The UN passed a series of controversial resolutions slamming Israel for human rights practices recently, and many of the 120 pupils involved in Sunday's model UN read up on these resolutions in preparation for their roles in the model assembly.
"The model UN is a great way to get young people involved in current events," said Roi Anteby, who held the role of president of the General Assembly. Anteby has been involved in model UN since his sophomore year of high school, and last year traveled to New York to take part in a UN leadership conference. "It makes us look at the situation here and try to find creative diplomatic ways to improve the conflict."
The 16 to 17-year-old pupils, who came from seven schools across Israel, were assigned to represent 18 UN member states. On Sunday, they took part in a mock general debate of the United Nations General Assembly, and then broke up into several United Nations committees, among them the Security Council, the Economic and Social Council, the Committee for Human Rights, the Environment Committee and the Committee for Disarmament and International Security.
Organizers said that the most in-demand countries, North Korea, Iran, and Sudan, interested pupils because they represented dramatic conflicts. Other countries chosen to participate in the model were Israel, Syria, Ghana, Japan, the United States, Italy, India, the United Kingdom, Egypt, Panama, South Africa, Russia, China, Venezuela and France.
"I really wanted Iran because I thought it would be very dramatic, and very interesting to represent," said Yair Tocatly, a junior at the Hebrew University High School in Jerusalem, who represented the Iranian ambassador at the General Assembly. "I had to say a lot of things that I don't believe in, and it was strange because at one point I found myself getting so into it that I almost believed my argument."
Tocatly added that some of the preparation, such as reading Iran's speeches to the UN, was difficult for him as he strongly disagreed with the views.

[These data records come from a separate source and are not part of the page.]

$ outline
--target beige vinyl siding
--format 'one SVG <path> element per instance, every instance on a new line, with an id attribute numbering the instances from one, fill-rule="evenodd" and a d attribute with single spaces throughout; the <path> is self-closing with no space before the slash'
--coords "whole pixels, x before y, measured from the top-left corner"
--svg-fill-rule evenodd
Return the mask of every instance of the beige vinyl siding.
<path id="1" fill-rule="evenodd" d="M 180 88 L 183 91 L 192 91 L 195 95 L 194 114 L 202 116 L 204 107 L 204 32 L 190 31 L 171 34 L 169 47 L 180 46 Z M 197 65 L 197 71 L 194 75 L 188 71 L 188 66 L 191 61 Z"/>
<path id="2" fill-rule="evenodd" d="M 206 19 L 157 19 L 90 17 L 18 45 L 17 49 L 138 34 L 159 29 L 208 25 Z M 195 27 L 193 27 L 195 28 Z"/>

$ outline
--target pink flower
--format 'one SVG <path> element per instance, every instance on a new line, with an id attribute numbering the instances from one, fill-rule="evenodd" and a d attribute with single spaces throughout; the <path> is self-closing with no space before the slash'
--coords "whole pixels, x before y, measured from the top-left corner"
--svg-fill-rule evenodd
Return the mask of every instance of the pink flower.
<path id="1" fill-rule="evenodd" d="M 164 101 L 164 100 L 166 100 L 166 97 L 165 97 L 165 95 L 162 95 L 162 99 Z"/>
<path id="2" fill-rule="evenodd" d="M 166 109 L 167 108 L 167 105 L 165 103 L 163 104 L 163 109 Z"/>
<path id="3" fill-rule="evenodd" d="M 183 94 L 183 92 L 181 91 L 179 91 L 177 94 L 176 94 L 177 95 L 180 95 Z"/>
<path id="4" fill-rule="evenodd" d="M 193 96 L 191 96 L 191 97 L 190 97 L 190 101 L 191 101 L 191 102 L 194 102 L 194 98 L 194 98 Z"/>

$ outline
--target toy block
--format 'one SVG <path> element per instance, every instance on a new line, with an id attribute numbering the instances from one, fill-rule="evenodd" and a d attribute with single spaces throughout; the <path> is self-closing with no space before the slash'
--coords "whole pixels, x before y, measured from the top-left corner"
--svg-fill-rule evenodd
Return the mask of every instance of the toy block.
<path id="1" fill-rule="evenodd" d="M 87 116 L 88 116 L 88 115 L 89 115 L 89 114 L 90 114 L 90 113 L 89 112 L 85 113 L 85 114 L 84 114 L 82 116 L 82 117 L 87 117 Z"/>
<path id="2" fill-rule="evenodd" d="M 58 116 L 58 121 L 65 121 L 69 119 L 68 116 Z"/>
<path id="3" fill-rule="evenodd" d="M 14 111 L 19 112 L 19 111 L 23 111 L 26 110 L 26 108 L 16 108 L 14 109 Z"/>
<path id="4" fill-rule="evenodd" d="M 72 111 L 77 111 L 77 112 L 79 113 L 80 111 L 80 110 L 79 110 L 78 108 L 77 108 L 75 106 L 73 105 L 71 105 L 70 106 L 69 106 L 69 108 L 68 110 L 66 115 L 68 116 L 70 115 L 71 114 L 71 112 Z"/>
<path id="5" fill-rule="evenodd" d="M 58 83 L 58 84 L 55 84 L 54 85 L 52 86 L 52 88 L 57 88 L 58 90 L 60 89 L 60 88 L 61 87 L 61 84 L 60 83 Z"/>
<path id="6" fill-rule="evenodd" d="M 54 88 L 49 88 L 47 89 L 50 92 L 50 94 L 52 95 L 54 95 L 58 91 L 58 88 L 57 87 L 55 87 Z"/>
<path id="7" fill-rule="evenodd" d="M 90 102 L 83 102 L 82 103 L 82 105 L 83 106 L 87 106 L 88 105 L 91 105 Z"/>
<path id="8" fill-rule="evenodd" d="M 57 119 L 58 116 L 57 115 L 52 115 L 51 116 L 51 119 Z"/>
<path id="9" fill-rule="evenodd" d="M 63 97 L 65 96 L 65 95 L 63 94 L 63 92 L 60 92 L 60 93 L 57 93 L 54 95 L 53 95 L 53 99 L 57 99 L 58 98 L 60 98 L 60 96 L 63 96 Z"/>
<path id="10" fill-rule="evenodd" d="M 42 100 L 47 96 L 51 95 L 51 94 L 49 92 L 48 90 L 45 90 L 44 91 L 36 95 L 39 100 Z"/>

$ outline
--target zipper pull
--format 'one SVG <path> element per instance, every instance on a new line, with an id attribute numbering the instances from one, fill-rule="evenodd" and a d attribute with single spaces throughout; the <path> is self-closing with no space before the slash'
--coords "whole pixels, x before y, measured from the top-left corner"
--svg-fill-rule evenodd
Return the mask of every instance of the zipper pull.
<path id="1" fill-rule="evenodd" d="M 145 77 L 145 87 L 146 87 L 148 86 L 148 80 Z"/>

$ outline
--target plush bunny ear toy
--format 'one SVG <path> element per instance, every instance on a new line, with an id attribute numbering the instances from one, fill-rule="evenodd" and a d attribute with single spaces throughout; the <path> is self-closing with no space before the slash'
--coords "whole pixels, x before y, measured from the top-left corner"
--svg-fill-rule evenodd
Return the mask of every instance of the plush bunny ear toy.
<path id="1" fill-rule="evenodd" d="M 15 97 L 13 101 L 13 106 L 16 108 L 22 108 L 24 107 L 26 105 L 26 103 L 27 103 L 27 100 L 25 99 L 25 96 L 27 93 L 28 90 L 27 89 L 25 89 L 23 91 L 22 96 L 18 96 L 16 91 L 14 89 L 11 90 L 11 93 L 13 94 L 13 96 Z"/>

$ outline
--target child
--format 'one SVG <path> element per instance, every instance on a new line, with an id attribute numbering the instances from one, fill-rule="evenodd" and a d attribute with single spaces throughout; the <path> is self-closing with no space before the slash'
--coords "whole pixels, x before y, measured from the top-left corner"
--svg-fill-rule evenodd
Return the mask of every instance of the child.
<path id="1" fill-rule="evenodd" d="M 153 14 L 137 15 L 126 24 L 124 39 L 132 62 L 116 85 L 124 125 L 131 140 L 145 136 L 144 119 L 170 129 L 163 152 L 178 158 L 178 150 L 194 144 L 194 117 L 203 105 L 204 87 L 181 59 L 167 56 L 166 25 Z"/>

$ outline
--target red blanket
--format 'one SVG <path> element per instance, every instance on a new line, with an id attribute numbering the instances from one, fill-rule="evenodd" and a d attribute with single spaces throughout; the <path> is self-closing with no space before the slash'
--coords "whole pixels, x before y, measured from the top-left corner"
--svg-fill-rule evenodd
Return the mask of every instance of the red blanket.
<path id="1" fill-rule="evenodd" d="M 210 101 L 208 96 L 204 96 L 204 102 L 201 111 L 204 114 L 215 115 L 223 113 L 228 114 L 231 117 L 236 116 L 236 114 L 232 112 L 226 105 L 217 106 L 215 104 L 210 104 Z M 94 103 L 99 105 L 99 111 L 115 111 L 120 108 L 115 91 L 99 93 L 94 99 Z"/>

"I represented Sudan last year in New York, which was hard because human rights is important for me and Sudan tramples human rights any time they can," said Daniel Gal, who this year played the role of undersecretary-general. "We had to learn to lie through our teeth, but that is what happens in the real world. Sudan is lying through their teeth about human rights and I had to learn how to copy that."
Miri Marmur, who was the secretary-general, said that the experience was partly a theater workshop, with pupils learning how to act the part of countries with whom they disagreed with in real life.
"Pupils learn the value of transparency when they have to represent countries that they know lie," she said. "We really get into the grit of politics."
While some may be deterred form the political world after such an experience, Anteby, Gal, and Marmur all said that they hope to pursue a diplomatic career after their army service. While Marmur said that she was applying for a special army unit that would allow her to deal with public relations for UN representatives in Israel, Anteby said that one day he hoped to be involved in the real UN.
"We learn how to be real diplomats here, we are training for future careers," said Anteby. He told of how earlier in the morning, a number of representatives from North Korea took out a poster of their leader, Kim Jong-il, and tried to disrupt the General Assembly by waving it in the room.
Anteby and the secretary-general decided that rather than acknowledge the disturbance, they would ignore the North Korean delegation and continue the speeches.
Representatives from the Foreign Ministry, which hosted the event, and the UN Secretary-General's representation to the Middle East commented that they had never seen high school pupils so well behaved, and noted that it might be due to the formal wear that most of the students wore to the event.
"There is something about wearing a suit that really puts you into the role," said Anteby. Most of the suits, he added, were borrowed from their father's closet.
One participant remarked that the age of the pupils was reflected only by the details: ketchup bottles littering the banquet tables, buttons and key-chains dangling off laptop bags, and, of course an abundance of safety pins to hold up the suits.